This and other house demolitions symbolize for me not only the breakable edifice of the peace process, but the shattering of my once pristine vision of Israel. As a child, I had joyously sung the classic Zionist lines:

Anu banu artza levnot ul'hebanot.

(We have come to the land, To build and to be built up within it.)

Now, I cannot help but ask: Has Israel "built itself up" through military might alone? Can it, with equal resolve, overcome the past and build a relationship with Palestinians that truly recognizes their humanity? Most critically, will Israel feel secure enough to take all of the necessary risks for peace?

I will address these questions by examining some salient aspects of the Jewish biblical tradition of active risk-taking. My analysis will explore the fragile renewal of Israeli risks for peace since the Wye summit in the context of risk-taking as an expression of the deepest well-springs of Jewish faith.

Peace Negotiations as Active Risk-taking

On the most fundamental level, dividing up land into parcels labeled "ours" and "theirs" is the way both Israeli and Palestinian negotiators have come to terms with each other's nationalist claims since the start of the Oslo accords. Traditionally, Prime Minister Benjamin Netanyahu's Likud party has maintained that the peace process offers Israel no security benefits; to the contrary, it has said that every square mile of territory handed over to the Palestinian Authority entails grave risks for Israel's Jewish population.
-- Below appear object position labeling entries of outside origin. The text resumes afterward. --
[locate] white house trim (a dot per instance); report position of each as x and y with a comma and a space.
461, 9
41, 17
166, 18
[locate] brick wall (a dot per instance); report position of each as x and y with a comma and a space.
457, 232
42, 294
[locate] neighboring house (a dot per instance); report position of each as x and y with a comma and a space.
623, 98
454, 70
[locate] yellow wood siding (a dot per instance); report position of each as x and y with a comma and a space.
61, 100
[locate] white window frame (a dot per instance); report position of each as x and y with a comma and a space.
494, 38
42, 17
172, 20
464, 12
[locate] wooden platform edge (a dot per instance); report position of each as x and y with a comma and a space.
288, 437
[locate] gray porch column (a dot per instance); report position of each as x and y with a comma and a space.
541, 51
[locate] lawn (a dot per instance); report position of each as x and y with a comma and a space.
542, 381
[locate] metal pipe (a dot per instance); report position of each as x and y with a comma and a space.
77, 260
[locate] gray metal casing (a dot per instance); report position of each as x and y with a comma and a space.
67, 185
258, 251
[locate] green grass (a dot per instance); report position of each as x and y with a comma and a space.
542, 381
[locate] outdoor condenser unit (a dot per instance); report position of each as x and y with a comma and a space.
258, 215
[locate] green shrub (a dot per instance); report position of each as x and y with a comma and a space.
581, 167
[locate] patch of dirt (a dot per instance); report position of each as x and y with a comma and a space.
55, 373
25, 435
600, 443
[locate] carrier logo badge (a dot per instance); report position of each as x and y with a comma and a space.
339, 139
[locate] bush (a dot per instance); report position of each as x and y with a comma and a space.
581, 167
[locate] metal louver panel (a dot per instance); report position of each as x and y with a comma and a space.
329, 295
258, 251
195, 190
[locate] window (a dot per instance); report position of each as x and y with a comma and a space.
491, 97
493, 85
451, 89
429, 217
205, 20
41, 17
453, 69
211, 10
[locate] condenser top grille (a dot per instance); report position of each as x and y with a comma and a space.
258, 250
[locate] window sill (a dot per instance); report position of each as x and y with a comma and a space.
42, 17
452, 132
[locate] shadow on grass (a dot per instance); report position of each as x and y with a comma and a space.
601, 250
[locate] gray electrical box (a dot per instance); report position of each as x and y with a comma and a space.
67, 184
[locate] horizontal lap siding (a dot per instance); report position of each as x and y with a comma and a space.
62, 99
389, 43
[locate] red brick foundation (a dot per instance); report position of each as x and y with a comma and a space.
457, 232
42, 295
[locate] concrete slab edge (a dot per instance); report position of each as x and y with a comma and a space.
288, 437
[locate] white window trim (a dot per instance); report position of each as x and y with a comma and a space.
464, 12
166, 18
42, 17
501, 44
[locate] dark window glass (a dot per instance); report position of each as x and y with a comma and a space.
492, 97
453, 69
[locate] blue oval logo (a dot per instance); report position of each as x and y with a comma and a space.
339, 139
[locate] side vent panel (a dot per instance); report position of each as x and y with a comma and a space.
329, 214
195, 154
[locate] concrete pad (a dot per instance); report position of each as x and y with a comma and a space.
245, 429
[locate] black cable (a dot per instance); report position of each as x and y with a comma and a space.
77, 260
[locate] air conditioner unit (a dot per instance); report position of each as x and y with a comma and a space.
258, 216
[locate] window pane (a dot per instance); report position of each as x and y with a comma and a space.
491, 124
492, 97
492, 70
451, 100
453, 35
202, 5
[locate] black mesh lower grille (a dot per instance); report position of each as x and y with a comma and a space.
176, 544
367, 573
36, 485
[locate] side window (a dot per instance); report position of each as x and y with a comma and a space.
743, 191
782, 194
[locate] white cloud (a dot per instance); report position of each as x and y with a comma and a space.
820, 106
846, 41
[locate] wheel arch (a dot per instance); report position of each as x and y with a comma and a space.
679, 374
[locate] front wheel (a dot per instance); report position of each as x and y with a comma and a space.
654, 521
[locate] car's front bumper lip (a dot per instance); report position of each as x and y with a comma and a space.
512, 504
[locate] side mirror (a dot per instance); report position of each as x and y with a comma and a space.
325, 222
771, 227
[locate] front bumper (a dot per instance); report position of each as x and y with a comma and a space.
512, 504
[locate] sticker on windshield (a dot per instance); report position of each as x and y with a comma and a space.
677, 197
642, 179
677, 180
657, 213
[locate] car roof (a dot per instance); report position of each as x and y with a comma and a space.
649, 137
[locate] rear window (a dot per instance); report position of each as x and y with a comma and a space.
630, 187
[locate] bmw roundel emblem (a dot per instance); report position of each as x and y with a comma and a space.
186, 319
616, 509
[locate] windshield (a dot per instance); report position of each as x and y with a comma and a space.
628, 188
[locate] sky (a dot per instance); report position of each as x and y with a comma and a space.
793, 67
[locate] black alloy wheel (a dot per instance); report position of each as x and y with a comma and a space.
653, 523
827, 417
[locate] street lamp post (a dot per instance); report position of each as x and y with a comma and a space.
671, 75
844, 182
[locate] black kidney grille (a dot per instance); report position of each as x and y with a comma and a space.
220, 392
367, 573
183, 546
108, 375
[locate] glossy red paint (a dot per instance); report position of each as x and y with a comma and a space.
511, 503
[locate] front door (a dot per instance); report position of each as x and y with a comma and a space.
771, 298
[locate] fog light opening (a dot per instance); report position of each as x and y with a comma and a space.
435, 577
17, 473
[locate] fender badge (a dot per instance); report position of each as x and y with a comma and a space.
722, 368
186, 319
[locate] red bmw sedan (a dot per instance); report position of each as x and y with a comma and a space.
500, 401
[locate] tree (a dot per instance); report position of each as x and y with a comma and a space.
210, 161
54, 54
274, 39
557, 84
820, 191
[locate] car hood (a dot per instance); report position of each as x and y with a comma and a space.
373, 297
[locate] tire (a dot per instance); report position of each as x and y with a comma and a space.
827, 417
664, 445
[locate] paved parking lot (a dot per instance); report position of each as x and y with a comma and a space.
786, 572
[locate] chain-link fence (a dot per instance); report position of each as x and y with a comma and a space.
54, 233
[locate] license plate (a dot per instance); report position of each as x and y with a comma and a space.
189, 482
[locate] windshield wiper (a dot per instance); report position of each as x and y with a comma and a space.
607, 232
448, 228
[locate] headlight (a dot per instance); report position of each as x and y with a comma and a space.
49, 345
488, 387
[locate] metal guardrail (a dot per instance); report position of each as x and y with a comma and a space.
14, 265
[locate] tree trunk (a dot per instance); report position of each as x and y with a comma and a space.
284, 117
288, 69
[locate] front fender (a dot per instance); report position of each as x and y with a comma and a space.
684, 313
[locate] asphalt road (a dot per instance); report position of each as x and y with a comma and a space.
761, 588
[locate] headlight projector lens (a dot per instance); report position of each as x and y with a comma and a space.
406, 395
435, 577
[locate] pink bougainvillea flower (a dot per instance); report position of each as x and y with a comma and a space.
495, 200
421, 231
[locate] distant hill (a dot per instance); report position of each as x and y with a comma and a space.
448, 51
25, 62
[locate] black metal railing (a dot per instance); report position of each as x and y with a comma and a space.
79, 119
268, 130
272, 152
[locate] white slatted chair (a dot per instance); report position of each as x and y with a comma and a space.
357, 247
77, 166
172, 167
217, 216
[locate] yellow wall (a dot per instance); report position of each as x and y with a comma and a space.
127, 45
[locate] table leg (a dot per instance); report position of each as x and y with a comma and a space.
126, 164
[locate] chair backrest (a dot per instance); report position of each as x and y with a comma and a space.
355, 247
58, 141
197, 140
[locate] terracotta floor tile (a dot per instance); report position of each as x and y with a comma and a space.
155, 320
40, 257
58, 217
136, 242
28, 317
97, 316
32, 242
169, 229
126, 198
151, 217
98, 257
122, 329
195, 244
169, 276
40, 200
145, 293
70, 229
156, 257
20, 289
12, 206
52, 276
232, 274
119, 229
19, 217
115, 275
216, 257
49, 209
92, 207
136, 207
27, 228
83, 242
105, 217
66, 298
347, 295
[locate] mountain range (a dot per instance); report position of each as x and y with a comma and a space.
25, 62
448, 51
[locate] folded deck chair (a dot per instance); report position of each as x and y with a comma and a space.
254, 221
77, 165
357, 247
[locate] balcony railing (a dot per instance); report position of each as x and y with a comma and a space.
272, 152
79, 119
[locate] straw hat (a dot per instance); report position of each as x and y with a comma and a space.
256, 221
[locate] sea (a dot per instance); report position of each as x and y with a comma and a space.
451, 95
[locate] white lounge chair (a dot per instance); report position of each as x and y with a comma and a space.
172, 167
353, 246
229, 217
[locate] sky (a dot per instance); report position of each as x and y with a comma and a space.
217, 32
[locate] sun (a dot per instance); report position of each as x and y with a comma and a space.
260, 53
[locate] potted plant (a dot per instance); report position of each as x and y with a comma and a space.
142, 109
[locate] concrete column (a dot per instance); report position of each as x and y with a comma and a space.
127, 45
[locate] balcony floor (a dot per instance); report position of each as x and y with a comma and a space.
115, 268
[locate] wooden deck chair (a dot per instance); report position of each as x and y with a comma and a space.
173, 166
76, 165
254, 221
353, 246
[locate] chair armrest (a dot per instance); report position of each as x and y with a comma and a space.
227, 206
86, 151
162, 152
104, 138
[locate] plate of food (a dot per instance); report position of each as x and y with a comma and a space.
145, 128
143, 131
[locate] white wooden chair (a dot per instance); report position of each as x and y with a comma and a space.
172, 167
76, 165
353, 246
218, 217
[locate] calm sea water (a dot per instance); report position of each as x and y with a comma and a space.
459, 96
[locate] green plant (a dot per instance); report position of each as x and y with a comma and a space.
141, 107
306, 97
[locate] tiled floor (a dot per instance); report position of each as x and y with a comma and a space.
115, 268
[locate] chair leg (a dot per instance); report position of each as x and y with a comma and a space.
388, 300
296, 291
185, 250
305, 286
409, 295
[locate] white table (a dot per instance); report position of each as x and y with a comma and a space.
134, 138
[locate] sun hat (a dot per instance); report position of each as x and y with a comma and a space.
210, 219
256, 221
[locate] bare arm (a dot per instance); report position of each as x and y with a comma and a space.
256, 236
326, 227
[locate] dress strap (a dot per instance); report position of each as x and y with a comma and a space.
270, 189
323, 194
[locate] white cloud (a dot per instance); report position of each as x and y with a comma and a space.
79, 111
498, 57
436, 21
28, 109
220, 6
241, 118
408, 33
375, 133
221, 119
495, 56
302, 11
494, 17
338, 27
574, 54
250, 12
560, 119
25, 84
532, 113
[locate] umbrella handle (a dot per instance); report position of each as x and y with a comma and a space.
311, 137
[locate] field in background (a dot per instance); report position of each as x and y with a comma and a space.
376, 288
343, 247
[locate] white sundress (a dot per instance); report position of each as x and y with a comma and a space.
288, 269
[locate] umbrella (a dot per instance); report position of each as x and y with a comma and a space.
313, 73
The truth is that the collision of Jewish and Palestinian nationalist aspirations is far from a contest between equals. Israel, operating from its double-edged advantage of sovereign control and military superiority, cannot expect the Palestinians to perform political magic at the negotiating table, or anywhere else. Although Palestinian nationalism is, at this point, undeniably as passionate as the Jewish nationalism that conceived and forged the state of Israel, it can only be measured against the backdrop of humiliation, dispossession, subjugation, and economic privation that has been the lot of Palestinians since their nakbah (catastrophe) of 1948. A people whose back is to the wall can hardly enter into a quid pro quo relationship with its occupier.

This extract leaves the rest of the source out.